Where not to eat, and with whom
By Brooklyn Rodgers | February 9, 2026 | 3:40 PM
I’ve been traveling for what feels like a month straight now: Paris with friends, back home in Flower Mound for the annual freeze, and most recently, Indianapolis for work. It’s meant a lot of eating out, and not always at places I would’ve chosen myself, which makes it surprisingly hard to find something interesting to write about.
As I keep eating at restaurants that look the same, taste the same, and aren’t distinguishable in any meaningful way- food, service, drinks, aesthetics, the whole thing- I’ve been thinking a lot about the Sysco monopoly. I figure these are the meals most people have most of the time. I feel lucky to have had some truly fantastic meals in my life, even if they’ve been few and far between.

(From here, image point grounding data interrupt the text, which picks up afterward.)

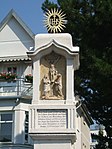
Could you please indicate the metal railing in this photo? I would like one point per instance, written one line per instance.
(17, 87)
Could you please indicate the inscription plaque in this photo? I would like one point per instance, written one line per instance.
(50, 118)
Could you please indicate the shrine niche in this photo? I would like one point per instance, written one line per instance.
(52, 77)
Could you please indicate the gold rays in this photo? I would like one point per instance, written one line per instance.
(54, 20)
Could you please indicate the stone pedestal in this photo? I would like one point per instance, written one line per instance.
(52, 113)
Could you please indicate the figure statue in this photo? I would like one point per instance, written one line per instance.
(58, 86)
(53, 73)
(47, 88)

I haven’t minded the meals I’ve eaten over the past few weeks all that much, mostly because they’ve been in good company. I think the primary function of food is to bring people together. Everything else: technique, execution, service- is a bonus. That kind of flair is largely reserved for a small group of people who can afford to experience it regularly.

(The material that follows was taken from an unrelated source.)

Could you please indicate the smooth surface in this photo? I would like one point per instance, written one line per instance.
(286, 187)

After all, I wouldn’t treasure some of the best meals of my life, even the ones that were technically “perfect,” if it weren’t for the people I shared them with: birthdays at Emmer and Rye in Austin and Las Palmas in Dallas, holidays at my sister’s restaurant Bistecca, special occasions at Uchi and Shoyo.
I took a solo trip to Italy in 2023 and ate incredible Italian food in some of the most scenic places on earth. One meal I think about often is a saffron risotto I had with a beer, watching sailboats drift across Lake Como. What I remember most, though, is texting my friends and family back home to tell them how much I missed them, and how much I wished they could taste the risotto with me.

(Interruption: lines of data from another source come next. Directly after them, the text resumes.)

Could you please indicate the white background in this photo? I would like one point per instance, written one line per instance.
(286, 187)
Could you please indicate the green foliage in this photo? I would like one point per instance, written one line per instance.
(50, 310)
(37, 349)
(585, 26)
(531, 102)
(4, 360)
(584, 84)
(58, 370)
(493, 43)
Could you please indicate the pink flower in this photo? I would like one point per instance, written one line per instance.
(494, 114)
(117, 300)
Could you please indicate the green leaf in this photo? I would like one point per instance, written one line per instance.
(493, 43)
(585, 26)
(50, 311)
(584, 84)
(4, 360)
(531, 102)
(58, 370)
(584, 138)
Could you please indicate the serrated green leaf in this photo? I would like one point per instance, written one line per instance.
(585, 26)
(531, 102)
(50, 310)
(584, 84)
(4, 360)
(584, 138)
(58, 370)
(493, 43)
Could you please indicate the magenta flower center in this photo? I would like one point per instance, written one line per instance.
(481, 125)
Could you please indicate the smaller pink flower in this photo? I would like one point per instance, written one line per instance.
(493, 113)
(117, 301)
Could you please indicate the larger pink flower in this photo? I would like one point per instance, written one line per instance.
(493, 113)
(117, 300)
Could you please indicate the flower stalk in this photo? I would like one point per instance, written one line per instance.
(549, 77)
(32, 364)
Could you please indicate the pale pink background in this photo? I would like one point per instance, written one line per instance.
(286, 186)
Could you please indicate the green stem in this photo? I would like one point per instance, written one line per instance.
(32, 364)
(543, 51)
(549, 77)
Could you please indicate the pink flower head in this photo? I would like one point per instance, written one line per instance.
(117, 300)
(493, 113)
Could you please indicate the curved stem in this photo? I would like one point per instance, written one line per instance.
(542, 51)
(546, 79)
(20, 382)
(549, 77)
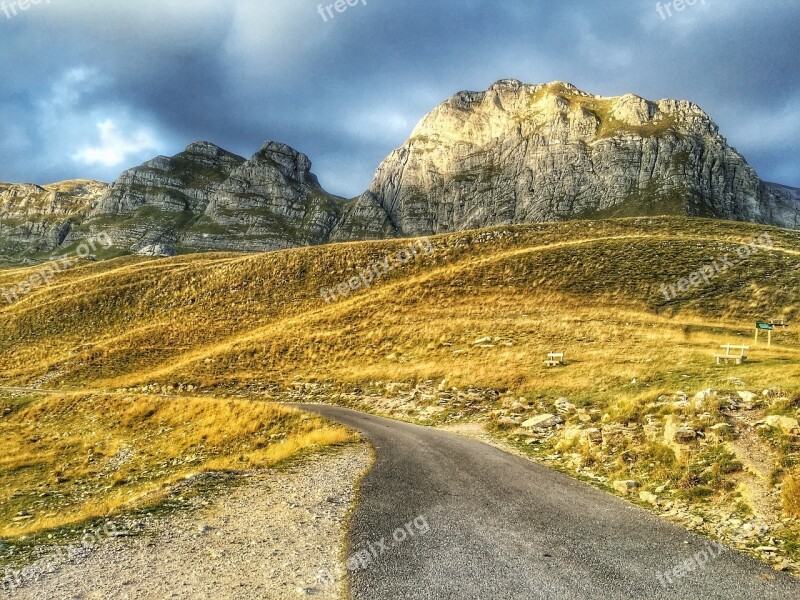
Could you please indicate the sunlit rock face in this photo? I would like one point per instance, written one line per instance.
(515, 153)
(520, 153)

Loneliness is a feature, not a bug. Companionship multiplies a dining experience and turns it into a shared memory. That’s also why service matters so much, especially in scored evaluations like Michelin stars.
While Michelin’s official criteria isn’t public, we know restaurants without tasting menus are rarely awarded honors. A tasting menu creates ritual and structure; it forges a connection between you and the place serving you. It requires servers to return more often than strictly necessary, invites conversation around each course, and, ultimately, prompts connection.
I’m back in Dallas now for a little while, and I’m looking forward to meals at restaurants I choose, hopefully with people I enjoy. I don’t have much to say about the countless Sysco-based, mass-appeal, non-special dishes I ate over the past few weeks, but I’ve included the pictures so it can feel like we shared them together. Cheers.